Musim lalu, Howard dan John Gillon, transfer gelar dari negara bagian Colorado, berkompetisi untuk pekerjaan awal. Shooting guard Andrew White, lulusan transfer lainnya, adalah seorang pengamat yang tertarik. Dia segera mengetahui bahwa bermain point guard untuk Boeheim hanya… berbeda. “Dia sedikit lebih tangguh pada point guard,” kata White. “(Howard dan Gillon) keduanya harus menyesuaikan diri dengan hal itu. Aku harus memastikan aku berada di telinga kedua orang itu. (Boeheim) mengendalikan mereka dengan ketat saat dia mencoba memutuskan siapa yang lebih baik.”

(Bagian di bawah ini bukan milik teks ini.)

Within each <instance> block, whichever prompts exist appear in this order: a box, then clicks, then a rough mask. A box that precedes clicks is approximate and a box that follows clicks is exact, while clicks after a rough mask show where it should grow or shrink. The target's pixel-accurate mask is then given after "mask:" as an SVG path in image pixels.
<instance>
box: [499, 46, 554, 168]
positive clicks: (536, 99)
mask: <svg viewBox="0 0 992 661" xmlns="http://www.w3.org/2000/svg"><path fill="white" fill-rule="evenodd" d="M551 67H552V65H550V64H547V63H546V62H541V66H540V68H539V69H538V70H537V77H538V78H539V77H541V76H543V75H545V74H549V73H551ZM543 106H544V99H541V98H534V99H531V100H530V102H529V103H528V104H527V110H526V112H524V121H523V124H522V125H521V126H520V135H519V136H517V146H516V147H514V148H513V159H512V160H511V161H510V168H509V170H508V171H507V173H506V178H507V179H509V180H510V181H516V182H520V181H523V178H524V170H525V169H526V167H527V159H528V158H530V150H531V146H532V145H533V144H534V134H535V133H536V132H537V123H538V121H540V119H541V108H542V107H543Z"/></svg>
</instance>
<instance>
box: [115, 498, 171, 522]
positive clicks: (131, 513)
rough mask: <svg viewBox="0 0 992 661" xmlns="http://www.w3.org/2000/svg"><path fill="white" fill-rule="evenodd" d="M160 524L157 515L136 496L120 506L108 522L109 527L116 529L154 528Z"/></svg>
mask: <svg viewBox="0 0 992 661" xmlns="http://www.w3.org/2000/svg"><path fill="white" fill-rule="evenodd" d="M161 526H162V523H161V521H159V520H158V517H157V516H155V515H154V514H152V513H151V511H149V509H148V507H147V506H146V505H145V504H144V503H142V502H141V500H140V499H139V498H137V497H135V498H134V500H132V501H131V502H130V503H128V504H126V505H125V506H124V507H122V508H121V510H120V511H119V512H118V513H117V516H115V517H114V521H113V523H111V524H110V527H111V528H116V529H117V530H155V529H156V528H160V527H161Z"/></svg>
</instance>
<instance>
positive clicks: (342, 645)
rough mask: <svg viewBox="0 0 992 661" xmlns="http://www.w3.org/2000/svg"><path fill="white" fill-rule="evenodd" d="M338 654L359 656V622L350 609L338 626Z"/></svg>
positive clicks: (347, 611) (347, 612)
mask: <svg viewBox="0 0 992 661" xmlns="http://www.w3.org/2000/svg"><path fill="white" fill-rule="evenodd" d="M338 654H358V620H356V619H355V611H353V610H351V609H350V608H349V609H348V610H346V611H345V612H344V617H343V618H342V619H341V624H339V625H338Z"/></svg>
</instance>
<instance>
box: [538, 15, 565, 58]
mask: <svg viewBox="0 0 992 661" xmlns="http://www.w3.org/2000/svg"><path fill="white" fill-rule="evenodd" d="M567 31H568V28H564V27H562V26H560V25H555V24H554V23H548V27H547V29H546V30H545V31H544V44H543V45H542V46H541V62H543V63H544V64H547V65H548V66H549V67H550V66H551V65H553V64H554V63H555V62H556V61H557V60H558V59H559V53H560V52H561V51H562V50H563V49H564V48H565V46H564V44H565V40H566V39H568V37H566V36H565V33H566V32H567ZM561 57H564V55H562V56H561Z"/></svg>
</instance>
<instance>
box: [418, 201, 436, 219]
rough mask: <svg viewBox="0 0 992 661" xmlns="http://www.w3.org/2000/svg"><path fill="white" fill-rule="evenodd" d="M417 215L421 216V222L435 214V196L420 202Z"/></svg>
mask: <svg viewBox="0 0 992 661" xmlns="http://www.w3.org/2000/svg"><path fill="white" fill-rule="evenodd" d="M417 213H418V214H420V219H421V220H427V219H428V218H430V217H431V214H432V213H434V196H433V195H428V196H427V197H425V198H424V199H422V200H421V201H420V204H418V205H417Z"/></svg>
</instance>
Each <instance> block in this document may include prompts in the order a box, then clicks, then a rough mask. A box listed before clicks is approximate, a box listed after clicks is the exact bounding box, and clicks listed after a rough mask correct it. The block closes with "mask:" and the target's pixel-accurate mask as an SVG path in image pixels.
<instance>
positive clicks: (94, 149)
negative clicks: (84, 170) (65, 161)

Januari lalu, Howard mengalami cedera otot di bagian inti tubuhnya, dan rasio assist-to-turnover-nya menurun karena persaingan yang lebih baik. Tidak mengherankan, menit bermainnya turun dari 23,3 di permainan non-konferensi menjadi 11,3 di ACC. Namun kini, tampaknya Howard adalah starter yang tak terbantahkan. Dengan begitu banyak pemain yang belum terbukti, Syracuse membutuhkan dia untuk dapat bangkit kembali dari masa sulit, tidak melihat ke belakang di meja pencetak gol ketika dia membuat kesalahan.
Selama pertandingan eksibisi kedua Orange, Senin melawan Southern Connecticut State, para pelatih berkomunikasi dengan Howard lebih dari siapa pun. Syracuse tertinggal pada babak pertama, 29-24, dan garis statistik Howard mencerminkan permainan acuh tak acuh timnya—satu dari dua gol lapangan yang dibuat dan dua turnover. Dia tahu timnya membutuhkan semangat, dan di babak kedua dia berhasil, melepaskan 5 dari 6 tembakan, termasuk sepasang 3 detik, yang menghasilkan tiga assist dan hanya satu turnover. Syracuse bangkit untuk meraih kemenangan 84-59.
“Dia adalah orang yang dapat membawa kita kembali ke jalur yang benar,” kata Boeheim. “Untuk memberi tahu semua orang bahwa kita mempunyai perlengkapan yang berbeda, atau kita perlu membereskannya.”
Performa melawan Burung Hantu adalah sebuah permulaan. Sekarang Howard harus menunjukkan bahwa dia bisa menjadikannya sebuah kebiasaan.